Song Meaning
The Fairy Godmother kicks off the narrative with a stark, repeated declaration: "Impossible." She immediately grounds this in tangible, fairy-tale-adjacent imagery, contrasting the mundane with the magical. A "plain yellow pumpkin" transforming into a "golden carriage" and a "plain country bumpkin" marrying a prince are presented as fundamentally unachievable feats. This sets a tone of skepticism, directly challenging the audience's expectations of a fairy tale.

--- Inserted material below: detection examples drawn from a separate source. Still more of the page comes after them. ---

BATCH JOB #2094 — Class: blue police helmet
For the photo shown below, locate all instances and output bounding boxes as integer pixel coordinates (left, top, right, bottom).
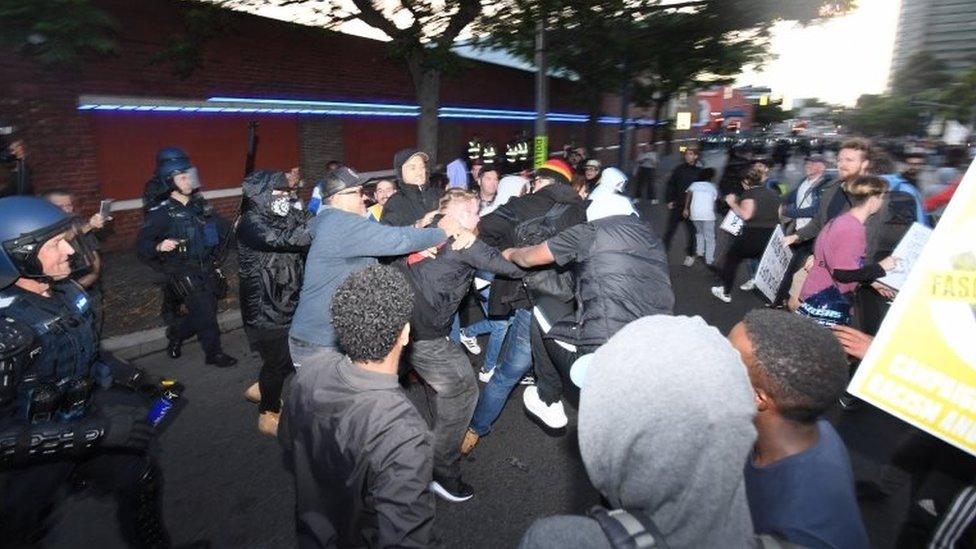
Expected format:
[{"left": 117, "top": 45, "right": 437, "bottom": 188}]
[{"left": 0, "top": 196, "right": 81, "bottom": 288}]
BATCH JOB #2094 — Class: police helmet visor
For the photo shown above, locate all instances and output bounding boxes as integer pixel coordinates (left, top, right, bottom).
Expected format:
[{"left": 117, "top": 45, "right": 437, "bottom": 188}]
[{"left": 3, "top": 218, "right": 94, "bottom": 282}]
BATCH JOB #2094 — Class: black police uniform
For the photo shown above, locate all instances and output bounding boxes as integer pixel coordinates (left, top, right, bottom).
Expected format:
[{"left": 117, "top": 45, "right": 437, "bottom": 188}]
[
  {"left": 0, "top": 281, "right": 169, "bottom": 547},
  {"left": 136, "top": 198, "right": 229, "bottom": 365}
]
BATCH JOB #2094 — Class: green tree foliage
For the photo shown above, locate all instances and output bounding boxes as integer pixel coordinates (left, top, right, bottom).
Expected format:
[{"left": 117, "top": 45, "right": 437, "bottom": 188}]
[{"left": 0, "top": 0, "right": 118, "bottom": 68}]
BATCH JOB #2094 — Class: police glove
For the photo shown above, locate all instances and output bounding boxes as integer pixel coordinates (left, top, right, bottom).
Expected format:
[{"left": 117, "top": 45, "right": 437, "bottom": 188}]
[{"left": 102, "top": 406, "right": 153, "bottom": 450}]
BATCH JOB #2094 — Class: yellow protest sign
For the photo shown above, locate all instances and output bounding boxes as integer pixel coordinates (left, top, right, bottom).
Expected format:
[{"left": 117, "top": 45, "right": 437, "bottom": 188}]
[{"left": 849, "top": 163, "right": 976, "bottom": 455}]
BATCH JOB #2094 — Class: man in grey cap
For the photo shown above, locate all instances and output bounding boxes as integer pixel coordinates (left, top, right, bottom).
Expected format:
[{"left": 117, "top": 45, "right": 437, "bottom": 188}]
[
  {"left": 773, "top": 154, "right": 830, "bottom": 307},
  {"left": 519, "top": 315, "right": 756, "bottom": 549},
  {"left": 288, "top": 167, "right": 475, "bottom": 368}
]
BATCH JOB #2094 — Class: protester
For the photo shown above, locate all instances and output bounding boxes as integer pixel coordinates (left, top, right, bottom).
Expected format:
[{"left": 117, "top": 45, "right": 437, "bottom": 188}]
[
  {"left": 464, "top": 159, "right": 586, "bottom": 446},
  {"left": 519, "top": 316, "right": 756, "bottom": 549},
  {"left": 729, "top": 310, "right": 870, "bottom": 548},
  {"left": 0, "top": 197, "right": 175, "bottom": 547},
  {"left": 683, "top": 168, "right": 718, "bottom": 267},
  {"left": 278, "top": 264, "right": 432, "bottom": 547},
  {"left": 288, "top": 168, "right": 474, "bottom": 368},
  {"left": 800, "top": 175, "right": 897, "bottom": 324},
  {"left": 382, "top": 149, "right": 444, "bottom": 227},
  {"left": 136, "top": 150, "right": 237, "bottom": 368},
  {"left": 504, "top": 176, "right": 674, "bottom": 436},
  {"left": 633, "top": 143, "right": 659, "bottom": 204},
  {"left": 664, "top": 147, "right": 701, "bottom": 263},
  {"left": 237, "top": 171, "right": 312, "bottom": 436},
  {"left": 772, "top": 154, "right": 829, "bottom": 307},
  {"left": 0, "top": 135, "right": 34, "bottom": 198},
  {"left": 401, "top": 189, "right": 524, "bottom": 502},
  {"left": 368, "top": 179, "right": 397, "bottom": 221},
  {"left": 583, "top": 158, "right": 603, "bottom": 194},
  {"left": 477, "top": 166, "right": 500, "bottom": 212},
  {"left": 712, "top": 170, "right": 779, "bottom": 303}
]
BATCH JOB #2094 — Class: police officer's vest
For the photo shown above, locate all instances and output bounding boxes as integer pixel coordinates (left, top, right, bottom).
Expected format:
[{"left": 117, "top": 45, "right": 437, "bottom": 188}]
[{"left": 0, "top": 281, "right": 98, "bottom": 420}]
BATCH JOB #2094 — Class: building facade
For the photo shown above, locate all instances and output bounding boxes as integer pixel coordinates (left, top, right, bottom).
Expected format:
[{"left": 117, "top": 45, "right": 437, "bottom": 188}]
[{"left": 888, "top": 0, "right": 976, "bottom": 86}]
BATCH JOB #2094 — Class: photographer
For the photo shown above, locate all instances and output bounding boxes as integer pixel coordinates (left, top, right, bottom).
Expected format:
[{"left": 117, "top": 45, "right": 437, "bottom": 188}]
[{"left": 0, "top": 133, "right": 34, "bottom": 198}]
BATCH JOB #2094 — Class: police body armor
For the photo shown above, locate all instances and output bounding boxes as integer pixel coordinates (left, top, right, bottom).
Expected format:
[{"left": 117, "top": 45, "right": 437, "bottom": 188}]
[{"left": 0, "top": 281, "right": 100, "bottom": 423}]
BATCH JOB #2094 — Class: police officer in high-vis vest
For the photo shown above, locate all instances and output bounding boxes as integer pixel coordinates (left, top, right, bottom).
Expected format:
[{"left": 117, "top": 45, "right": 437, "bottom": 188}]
[
  {"left": 0, "top": 197, "right": 178, "bottom": 547},
  {"left": 136, "top": 157, "right": 237, "bottom": 368}
]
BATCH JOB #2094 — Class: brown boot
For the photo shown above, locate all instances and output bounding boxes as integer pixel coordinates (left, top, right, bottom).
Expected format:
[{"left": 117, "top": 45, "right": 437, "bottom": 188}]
[
  {"left": 244, "top": 381, "right": 261, "bottom": 404},
  {"left": 461, "top": 429, "right": 481, "bottom": 456},
  {"left": 258, "top": 412, "right": 280, "bottom": 437}
]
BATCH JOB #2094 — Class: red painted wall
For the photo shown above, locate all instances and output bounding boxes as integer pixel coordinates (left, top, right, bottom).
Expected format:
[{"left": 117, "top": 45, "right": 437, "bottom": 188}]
[{"left": 92, "top": 112, "right": 298, "bottom": 200}]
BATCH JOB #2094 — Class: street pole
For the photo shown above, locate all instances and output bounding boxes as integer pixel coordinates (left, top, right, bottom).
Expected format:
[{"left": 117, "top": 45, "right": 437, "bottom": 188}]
[{"left": 532, "top": 15, "right": 549, "bottom": 168}]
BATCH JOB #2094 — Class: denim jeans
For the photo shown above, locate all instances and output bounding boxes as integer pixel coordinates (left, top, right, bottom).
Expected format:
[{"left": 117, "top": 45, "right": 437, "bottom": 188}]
[
  {"left": 471, "top": 309, "right": 532, "bottom": 436},
  {"left": 463, "top": 318, "right": 508, "bottom": 372},
  {"left": 407, "top": 337, "right": 478, "bottom": 479}
]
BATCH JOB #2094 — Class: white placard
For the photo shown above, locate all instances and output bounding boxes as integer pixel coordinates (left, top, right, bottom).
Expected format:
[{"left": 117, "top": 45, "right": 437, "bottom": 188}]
[
  {"left": 754, "top": 225, "right": 793, "bottom": 302},
  {"left": 878, "top": 223, "right": 932, "bottom": 290},
  {"left": 718, "top": 210, "right": 746, "bottom": 236}
]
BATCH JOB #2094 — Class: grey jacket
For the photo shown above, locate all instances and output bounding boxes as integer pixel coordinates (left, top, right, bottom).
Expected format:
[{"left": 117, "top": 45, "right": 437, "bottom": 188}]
[
  {"left": 288, "top": 206, "right": 447, "bottom": 347},
  {"left": 278, "top": 353, "right": 434, "bottom": 548}
]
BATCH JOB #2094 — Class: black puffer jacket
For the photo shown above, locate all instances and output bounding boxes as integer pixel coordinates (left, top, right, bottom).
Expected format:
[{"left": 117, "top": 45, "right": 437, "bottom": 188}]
[
  {"left": 478, "top": 183, "right": 586, "bottom": 316},
  {"left": 237, "top": 171, "right": 312, "bottom": 331},
  {"left": 548, "top": 215, "right": 674, "bottom": 349},
  {"left": 380, "top": 149, "right": 444, "bottom": 227}
]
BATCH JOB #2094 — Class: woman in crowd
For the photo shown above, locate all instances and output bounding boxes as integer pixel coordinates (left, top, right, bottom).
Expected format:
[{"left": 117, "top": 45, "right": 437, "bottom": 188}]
[
  {"left": 799, "top": 175, "right": 897, "bottom": 325},
  {"left": 712, "top": 167, "right": 779, "bottom": 303}
]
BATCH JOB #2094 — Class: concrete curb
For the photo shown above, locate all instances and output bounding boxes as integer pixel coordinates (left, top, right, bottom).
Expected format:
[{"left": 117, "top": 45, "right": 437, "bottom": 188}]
[{"left": 102, "top": 309, "right": 244, "bottom": 360}]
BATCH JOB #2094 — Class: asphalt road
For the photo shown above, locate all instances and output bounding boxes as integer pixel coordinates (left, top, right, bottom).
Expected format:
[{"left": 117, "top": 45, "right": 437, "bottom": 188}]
[{"left": 44, "top": 149, "right": 904, "bottom": 548}]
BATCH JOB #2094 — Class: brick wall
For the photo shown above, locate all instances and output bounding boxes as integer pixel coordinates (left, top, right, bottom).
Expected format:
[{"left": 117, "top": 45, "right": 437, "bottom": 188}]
[{"left": 0, "top": 0, "right": 596, "bottom": 250}]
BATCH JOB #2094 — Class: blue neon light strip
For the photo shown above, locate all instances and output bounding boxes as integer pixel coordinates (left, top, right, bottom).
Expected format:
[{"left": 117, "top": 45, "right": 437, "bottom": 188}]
[{"left": 78, "top": 96, "right": 653, "bottom": 126}]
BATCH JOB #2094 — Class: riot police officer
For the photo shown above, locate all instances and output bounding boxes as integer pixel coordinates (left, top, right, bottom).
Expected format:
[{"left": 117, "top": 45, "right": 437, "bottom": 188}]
[
  {"left": 0, "top": 197, "right": 169, "bottom": 547},
  {"left": 136, "top": 157, "right": 237, "bottom": 368}
]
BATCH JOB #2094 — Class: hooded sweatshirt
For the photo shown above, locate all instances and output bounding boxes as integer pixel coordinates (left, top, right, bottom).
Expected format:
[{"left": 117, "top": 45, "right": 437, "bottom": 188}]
[
  {"left": 380, "top": 149, "right": 444, "bottom": 227},
  {"left": 520, "top": 316, "right": 756, "bottom": 549}
]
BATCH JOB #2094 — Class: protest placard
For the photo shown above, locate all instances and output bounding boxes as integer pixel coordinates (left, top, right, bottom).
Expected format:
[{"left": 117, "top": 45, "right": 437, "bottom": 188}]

The spoken interlude deepens this sense of impossibility, moving from grand transformations to everyday objects and aspirations. A "slipper made of glass" is reduced to its basic function – "just a shoe" – stripping away its romanticized potential. The most cutting line, "dreamers never make the dream come true," directly negates the very essence of wish fulfillment, suggesting that aspiration itself is futile. This creates a powerful tension between the expected magic of the story and the harsh, pragmatic reality the narrator is laying out.
The craft here relies on a deliberate dismantling of fairy tale tropes. By presenting the iconic elements – the pumpkin carriage, the royal marriage, the glass slipper – as inherently impossible, the lyrics subvert the genre's core promise. The repetition of "Impossible" acts as a hammer blow, reinforcing the bleak outlook. The shift from sung pronouncements to spoken, almost cynical observations highlights the narrator's disillusionment.
This opening is effective because it immediately establishes a world where the extraordinary is dismissed as fantasy and the pursuit of dreams is deemed pointless. It forces the listener to question the very foundation of the story they are about to hear, creating an intriguing, almost defiant, starting point that promises a departure from conventional storytelling.